That would become an awful mess pretty quickly. One extra HTTP request per script dependency is a pretty acceptable trade-off for keeping things tidy, especially nowadays with things like keep alive and pipelining.
If you have a custom backend, you could always give it a list of frontend scripts to send and send them all to the browser as one big virtual "scripts.js" file. Then you get the best of both worlds - all the scripts in one HTTP request, but in a separated, maintainable file structure on the server.
(The modified date to compare to/set scripts.js for caching purposes would be the highest out of all the script files, obviously)
^^^ this. Sprockets is a good way to do this if you're using Rails. If you don't need something quite as sophisticated, Rails has built-in asset caching that will combine your JS and CSS files into a single file automatically by just putting :cache => "identifier" on the asset tag helpers.

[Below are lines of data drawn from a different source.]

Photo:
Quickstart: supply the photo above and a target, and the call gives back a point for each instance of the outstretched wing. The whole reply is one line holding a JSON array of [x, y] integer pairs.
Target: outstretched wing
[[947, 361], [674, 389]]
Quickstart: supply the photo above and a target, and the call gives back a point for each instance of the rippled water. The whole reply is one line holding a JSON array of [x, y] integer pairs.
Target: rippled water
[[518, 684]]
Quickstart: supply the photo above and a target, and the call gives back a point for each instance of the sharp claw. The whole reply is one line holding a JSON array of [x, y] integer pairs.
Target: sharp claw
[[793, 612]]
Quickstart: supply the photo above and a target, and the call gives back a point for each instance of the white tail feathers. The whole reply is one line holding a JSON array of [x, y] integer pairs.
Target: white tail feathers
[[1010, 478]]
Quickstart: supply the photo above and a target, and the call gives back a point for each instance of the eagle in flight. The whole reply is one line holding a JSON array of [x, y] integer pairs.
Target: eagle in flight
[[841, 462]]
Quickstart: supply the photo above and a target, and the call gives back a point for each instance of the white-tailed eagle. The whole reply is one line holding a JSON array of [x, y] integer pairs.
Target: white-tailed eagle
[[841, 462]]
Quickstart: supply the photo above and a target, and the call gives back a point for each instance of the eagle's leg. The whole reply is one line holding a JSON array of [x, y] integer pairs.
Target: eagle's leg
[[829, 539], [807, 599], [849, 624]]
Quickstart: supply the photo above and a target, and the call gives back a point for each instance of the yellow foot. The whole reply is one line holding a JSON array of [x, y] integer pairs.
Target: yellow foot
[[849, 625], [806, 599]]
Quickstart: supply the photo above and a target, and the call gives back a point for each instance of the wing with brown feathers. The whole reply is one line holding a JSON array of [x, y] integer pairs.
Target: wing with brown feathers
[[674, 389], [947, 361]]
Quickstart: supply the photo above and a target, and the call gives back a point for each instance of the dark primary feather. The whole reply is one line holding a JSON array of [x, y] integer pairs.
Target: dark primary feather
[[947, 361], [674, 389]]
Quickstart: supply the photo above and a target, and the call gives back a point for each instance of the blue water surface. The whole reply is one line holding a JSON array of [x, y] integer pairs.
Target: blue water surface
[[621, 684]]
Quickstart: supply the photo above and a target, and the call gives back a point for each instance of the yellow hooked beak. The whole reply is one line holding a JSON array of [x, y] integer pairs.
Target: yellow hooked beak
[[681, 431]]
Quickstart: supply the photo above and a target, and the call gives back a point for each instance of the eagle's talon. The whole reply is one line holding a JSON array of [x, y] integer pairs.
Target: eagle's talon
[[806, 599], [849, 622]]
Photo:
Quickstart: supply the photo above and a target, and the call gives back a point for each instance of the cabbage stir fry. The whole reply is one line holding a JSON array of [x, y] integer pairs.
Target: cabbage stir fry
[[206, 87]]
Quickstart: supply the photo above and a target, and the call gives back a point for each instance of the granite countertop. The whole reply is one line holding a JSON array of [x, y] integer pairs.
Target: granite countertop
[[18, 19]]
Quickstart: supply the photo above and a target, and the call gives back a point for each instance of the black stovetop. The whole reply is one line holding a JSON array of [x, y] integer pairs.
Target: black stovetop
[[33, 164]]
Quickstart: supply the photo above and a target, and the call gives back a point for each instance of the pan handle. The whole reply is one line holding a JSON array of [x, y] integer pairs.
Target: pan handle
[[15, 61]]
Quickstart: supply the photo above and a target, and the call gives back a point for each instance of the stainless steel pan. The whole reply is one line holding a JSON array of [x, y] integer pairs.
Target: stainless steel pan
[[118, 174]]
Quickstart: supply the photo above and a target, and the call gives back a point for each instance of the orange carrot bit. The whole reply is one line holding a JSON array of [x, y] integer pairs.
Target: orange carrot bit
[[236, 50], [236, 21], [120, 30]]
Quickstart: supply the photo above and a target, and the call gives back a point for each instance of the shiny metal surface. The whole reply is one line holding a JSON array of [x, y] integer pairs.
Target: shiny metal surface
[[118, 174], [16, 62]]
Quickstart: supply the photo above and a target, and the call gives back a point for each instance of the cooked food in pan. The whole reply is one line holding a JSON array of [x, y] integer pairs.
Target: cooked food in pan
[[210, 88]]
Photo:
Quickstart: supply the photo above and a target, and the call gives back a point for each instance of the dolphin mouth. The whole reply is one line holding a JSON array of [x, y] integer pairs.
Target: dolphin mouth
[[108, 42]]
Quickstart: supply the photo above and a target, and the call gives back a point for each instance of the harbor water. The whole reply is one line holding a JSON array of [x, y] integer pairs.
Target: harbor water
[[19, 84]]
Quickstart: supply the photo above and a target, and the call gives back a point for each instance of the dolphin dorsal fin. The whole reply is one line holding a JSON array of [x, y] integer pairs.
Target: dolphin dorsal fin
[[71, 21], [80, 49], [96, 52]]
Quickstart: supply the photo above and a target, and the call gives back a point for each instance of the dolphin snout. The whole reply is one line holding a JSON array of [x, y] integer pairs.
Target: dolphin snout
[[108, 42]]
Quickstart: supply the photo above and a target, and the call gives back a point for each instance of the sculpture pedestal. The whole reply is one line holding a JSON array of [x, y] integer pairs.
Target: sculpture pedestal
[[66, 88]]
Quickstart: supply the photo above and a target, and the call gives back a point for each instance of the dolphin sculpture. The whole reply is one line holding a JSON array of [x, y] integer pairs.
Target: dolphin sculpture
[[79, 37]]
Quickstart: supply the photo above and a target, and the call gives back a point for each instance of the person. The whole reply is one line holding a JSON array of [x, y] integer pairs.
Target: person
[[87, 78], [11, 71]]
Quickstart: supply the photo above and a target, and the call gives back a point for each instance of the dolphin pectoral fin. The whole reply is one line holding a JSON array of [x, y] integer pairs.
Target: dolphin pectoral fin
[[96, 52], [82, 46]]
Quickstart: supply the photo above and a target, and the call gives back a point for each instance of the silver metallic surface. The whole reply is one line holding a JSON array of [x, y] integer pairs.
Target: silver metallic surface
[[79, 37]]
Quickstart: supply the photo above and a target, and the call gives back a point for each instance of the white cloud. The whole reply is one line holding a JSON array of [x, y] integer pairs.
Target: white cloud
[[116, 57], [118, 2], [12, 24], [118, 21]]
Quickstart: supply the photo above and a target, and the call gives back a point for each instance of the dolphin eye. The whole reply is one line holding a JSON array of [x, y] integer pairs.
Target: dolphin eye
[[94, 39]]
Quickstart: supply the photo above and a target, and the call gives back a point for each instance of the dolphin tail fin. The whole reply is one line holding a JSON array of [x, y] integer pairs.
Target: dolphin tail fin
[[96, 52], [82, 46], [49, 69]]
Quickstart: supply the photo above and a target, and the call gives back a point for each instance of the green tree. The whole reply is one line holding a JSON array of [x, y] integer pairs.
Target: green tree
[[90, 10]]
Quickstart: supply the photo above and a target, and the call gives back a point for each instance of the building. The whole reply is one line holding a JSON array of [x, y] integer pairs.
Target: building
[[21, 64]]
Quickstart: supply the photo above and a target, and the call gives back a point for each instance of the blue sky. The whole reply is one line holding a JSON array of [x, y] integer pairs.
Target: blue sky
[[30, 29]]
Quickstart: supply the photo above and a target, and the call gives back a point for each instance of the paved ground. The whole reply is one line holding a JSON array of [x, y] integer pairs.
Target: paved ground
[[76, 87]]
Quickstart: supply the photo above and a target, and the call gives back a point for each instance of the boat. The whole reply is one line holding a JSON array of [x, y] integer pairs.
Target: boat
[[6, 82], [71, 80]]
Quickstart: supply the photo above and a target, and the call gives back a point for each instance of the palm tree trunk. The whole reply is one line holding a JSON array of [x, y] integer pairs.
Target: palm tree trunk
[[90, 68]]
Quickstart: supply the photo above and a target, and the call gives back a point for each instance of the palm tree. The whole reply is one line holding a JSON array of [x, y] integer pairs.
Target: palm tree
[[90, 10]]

You should probably still try to use the major CDNs for very popular libraries like Prototype, jQuery, etc. These are more likely to pull from cache and not incur any additional transfer time.
The best and brightest in the JS performance area now mostly advocate using some form of loader to load the JavaScripts, bearing in mind that the overall page speed and perceived performance can be affected by more factors than simply the number of script files that need to be requested. Hence the recent proliferation of things like yepnope.js, require.js, lab.js etc.
The fastest and best approach for your particular site will be specific to your site and there is no generic solution guaranteed to be optimal.
backbone is super nice, i wont be the one saying otherwise. It isn't the same scope tho. It does event emitter and much much more!
I like micro frameworks (aka tiny libraries) because it is standalone and so small you can easily maintain it yourself if needed. So it is less an actual dependancy.
A couple small suggestions and thoughts:
Add a couple lines so that all methods return this; to allow for chaining, especially helpful when using it as a mixin.
Rename bind/unbind method names since they have completely different meanings/uses in ES5:
https://developer.mozilla.org/en/JavaScript/Reference/Global...
P.S. If you're down with those changes I'll gladly fork, update and send a pull req, although not sure what you'd want to rename the api too.